As we start to tell the story of Qala more publicly, I’m reminded of the relationship between prominent learning and exclusivity. A shortcut to fame is designing the admissions process to yield as ratio as low as possible. This taps into the innately human pursuit of coveting and valuing that which is scarce. The mechanism is effective at creating an external perception of a good education. It’s a playbook I’ve relied on for the residency, Summer of Bitcoin, and Qala. It works. It’s also a false signal. Rejecting a lot of students has nothing to do with the quality of the program. It made no difference how many people applied to any of these programs. We were looking for a specific profile, and we made up the program on the fly.
Why are we bragging about rejecting people?
I’m disappointed that I’ve fallen into the trap of celebrating admissions standards more selective than {insert famous college}. The goal of these programs is to make bitcoin development more accessible, not teach the top 1%. For the 99% who didn’t get in, we’ve sent them an unambiguous signal that they don’t have what it takes. There is no way this excluded group doesn’t have a significant fraction of people worth further investment. This reflects the American high-ed model solely motivated by the U.S. News and World Report rankings to pump up absolute application numbers so that their relative ratios can appear more exclusive. This method is ubiquitous. It’s in pre-schools, sports programs, and theater. And without much consideration, it’s in the things I do too.
Teaching to the top 100%
The promise of Massive Online Open Courses (MOOCs) was to allow anyone in the world to access the best material. This was going to change everything. But it didn’t because MOOCs don’t produce signal. There are no consequences for not finishing. There is no way to tell if a learner got what they needed from the first 10% of the course and withdrew or whether the student just quit.
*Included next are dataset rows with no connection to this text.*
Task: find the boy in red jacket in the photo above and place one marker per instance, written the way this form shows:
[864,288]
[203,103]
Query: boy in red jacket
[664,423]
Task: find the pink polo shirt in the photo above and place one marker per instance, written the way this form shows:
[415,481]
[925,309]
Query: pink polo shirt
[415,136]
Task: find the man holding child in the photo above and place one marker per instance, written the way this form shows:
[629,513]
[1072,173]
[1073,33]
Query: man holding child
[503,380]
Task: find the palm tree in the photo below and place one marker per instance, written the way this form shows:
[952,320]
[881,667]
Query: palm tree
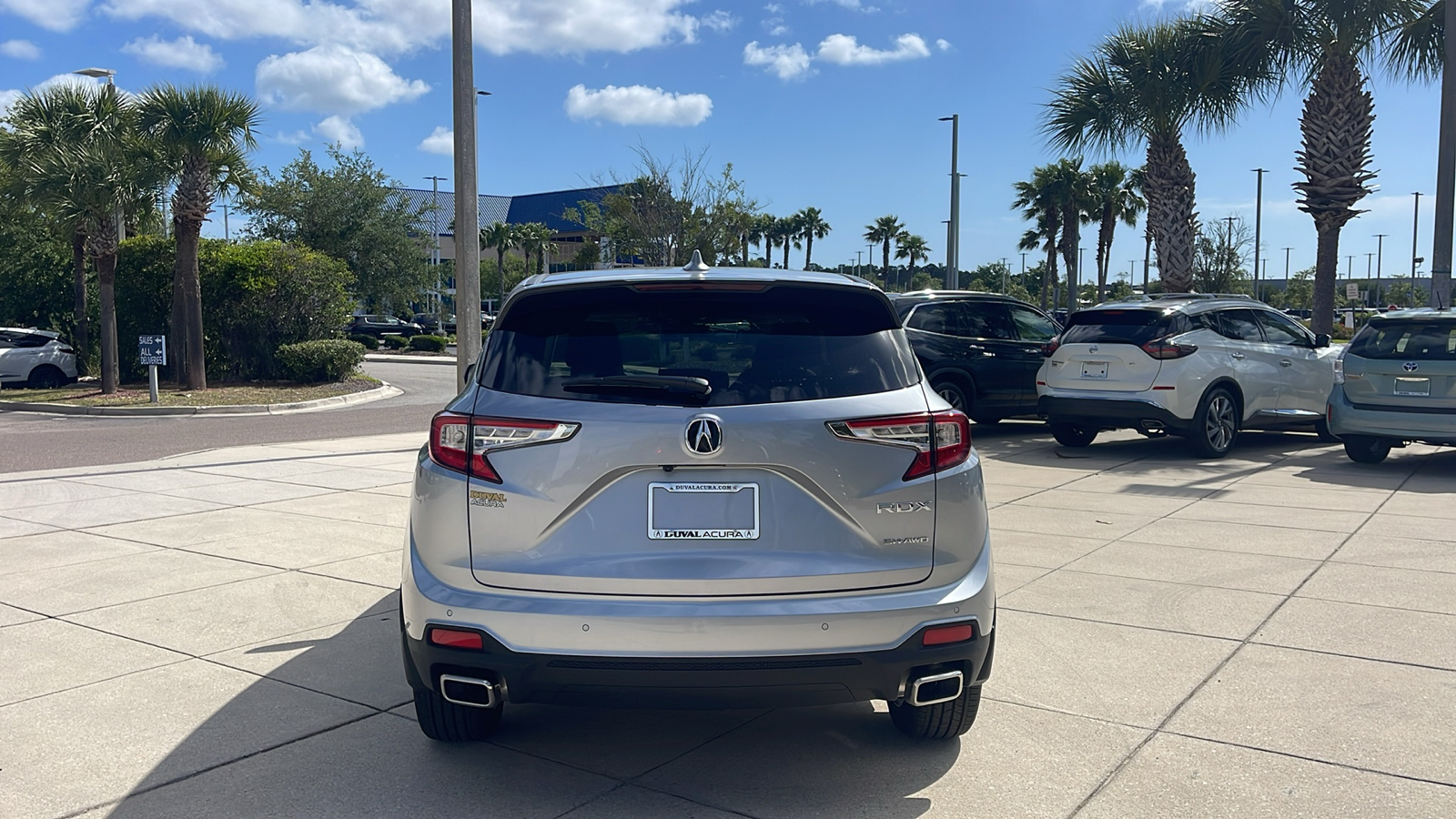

Bitcoin needs a massive signal machine that can call attention to the people that are falling down the rabbit hole. Time spent on the platform, number of actions per day, and number of comments posted are useful platform metrics to measure the relationship between a user and a platform, but they don’t measure time spent on quiet reading or digesting the intricate play of the connection of power dynamics, decentralization and money in the mind.
The journey through bitcoin is different for all of us, yet you can tell by the crazed look in their eye and the rapid pattern of their speech that the bug has bitten someone. This is happening all over the world amongst talented and motivated people. And we are failing to grease the wheels on their next steps.
Web3 is winning
We are losing the talent war. We can scoff at their naivete, but it’s not their fault. It’s ours. We are losing the battle because we are losing the information war. No one can say what Web3 is, and yet, it travels better than any bitcoin meme I’ve encountered. Bitcoin’s job opportunities are dwarfed by the Web3 ecosystem. The long tale of derivative projects and copies of copies creates plenty of room for newcomers. Their tooling and tutorials are better too. But the biggest difference and why I think Web3 is winning is because the message is that Web3 is for everyone. The core message is inclusivity. It’s hard enough as it is to recruit, being branded as toxic certainly doesn’t help.
The bitcoin signal machine
I don’t know how to make this, but I want it. The best education is meeting the learner where they are at the moment they need it. That can be motivation in the form of a pep talk or the social pressure of showing up for others. That could be showing up with curated content for the exact subject that has commandeered their mind. The trick, however is to be able to derive signal from people willing to endure the pain of learning. I don’t know of a better screen for success than watching learners overcome struggle, nor do I know how to capture it en masse. (Maybe there is a better way with games, contests, or something else?)
I’ve failed me
The title of this blog is that bitcoin is for all of us, yet I’m part of the problem by broadcasting that thousands of learners don’t have what it takes to participate. Because of time and energy constraints, it’s reasonable that we increase our investment in learners as they demonstrate skills and passion. But to discard so many without providing paths that to indicate that they warrant further attention is unforgivable.